2:07 am on Jun 1, 2004 (gmt 0)

10+ Year Member



tedster, thank you for the informed responses.

Could you please give me a quick example of wht you mean by this:

"Using iframes allows you more granular control of what the SE will index."

Thanks.

tedster

2:49 am on Jun 1, 2004 (gmt 0)

WebmasterWorld Senior Member 10+ Year Member



Here's what I mean by "granular."

Each bit of content displayed in an iframe is actually an independent HTML document with its own URL. Because of this you can apply robots.txt and the robots meta tag differently in regard to each document. You can allow spiders to index some of the documents and not others -- or to follow links in some documents and not others. You can mix and match according to your specific needs in each case.

However, when you use divs you put all the information within one HTML document, at one URL. So you can only set up spidering and indexing restrictions the same way for ALL that information.

glaze

4:22 pm on Jun 1, 2004 (gmt 0)

10+ Year Member



What if I have content in an iframe that I want indexed with my site but I don't want the SE to index just that HTML page (since it will not include navigation from the parent page)?

Thanks.

tedster

1:50 am on Jun 2, 2004 (gmt 0)

WebmasterWorld Senior Member 10+ Year Member



Search Engines index HTML documents - and not what appears to be "a page" visually, since that can be composed of many separate documents in the case of frames.

You have at least a couple resorts:

1. Use scripting to detect if the page is orphaned - if it is put it back into an iframe on its appropriate page.
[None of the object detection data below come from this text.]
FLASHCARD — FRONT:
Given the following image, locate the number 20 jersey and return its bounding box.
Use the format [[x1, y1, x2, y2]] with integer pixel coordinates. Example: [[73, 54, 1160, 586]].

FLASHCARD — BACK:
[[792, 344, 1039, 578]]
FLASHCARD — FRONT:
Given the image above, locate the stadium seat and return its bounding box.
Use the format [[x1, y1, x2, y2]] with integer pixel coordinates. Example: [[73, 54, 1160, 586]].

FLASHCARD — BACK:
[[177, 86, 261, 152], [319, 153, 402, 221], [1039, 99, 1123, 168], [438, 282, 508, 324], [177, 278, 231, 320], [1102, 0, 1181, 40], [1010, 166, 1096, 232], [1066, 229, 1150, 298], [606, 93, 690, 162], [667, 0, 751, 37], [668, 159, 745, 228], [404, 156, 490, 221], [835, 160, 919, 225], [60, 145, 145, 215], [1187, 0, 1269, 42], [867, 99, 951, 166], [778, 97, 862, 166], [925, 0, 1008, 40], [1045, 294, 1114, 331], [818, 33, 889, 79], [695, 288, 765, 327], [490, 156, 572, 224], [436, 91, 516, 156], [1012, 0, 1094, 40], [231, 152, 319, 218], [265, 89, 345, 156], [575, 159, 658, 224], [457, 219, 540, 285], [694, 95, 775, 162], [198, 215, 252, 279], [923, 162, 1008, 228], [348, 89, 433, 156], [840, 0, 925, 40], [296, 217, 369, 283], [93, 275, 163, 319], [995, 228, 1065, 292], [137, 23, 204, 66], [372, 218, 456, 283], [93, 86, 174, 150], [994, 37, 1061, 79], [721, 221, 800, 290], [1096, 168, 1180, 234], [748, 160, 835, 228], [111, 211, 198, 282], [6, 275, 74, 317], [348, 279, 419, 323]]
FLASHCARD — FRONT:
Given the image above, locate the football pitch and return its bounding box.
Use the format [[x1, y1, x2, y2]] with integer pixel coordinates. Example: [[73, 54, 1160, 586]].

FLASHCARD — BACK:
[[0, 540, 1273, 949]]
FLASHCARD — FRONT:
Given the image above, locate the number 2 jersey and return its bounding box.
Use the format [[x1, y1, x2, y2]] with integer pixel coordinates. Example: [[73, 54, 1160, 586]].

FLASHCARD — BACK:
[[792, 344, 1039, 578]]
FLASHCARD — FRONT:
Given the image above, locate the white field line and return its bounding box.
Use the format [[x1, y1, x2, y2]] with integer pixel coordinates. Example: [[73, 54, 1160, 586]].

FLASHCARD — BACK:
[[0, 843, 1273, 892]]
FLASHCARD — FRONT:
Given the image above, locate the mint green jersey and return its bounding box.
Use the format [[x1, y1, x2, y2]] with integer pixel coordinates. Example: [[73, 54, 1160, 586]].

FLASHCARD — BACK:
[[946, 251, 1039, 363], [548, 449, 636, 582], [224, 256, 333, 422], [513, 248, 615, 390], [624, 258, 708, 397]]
There's a javascript solution in message #21 of our Generic Javascript thread [webmasterworld.com]. It's for a regular frameset, but the logic is easy to adapt for an iframe. Server side scripting would be a surer fix if you can do it -- would work even if the user has js turned off.

2. Bite the bullet and include some basic nav in the orphaned page -- or you might also use javascript to write navigation into the doc only if it's not in an iframe.

One word of caution -- search engine spiders are not so good at following the initial src=page.html attribute of an iframe, although they certainly will follow any links that target that iframe and change the displayed document. So I'd suggest a straight HMTL link somewhere (site map perhaps) for any HTML docs that only appear in the src attribute of the iframe.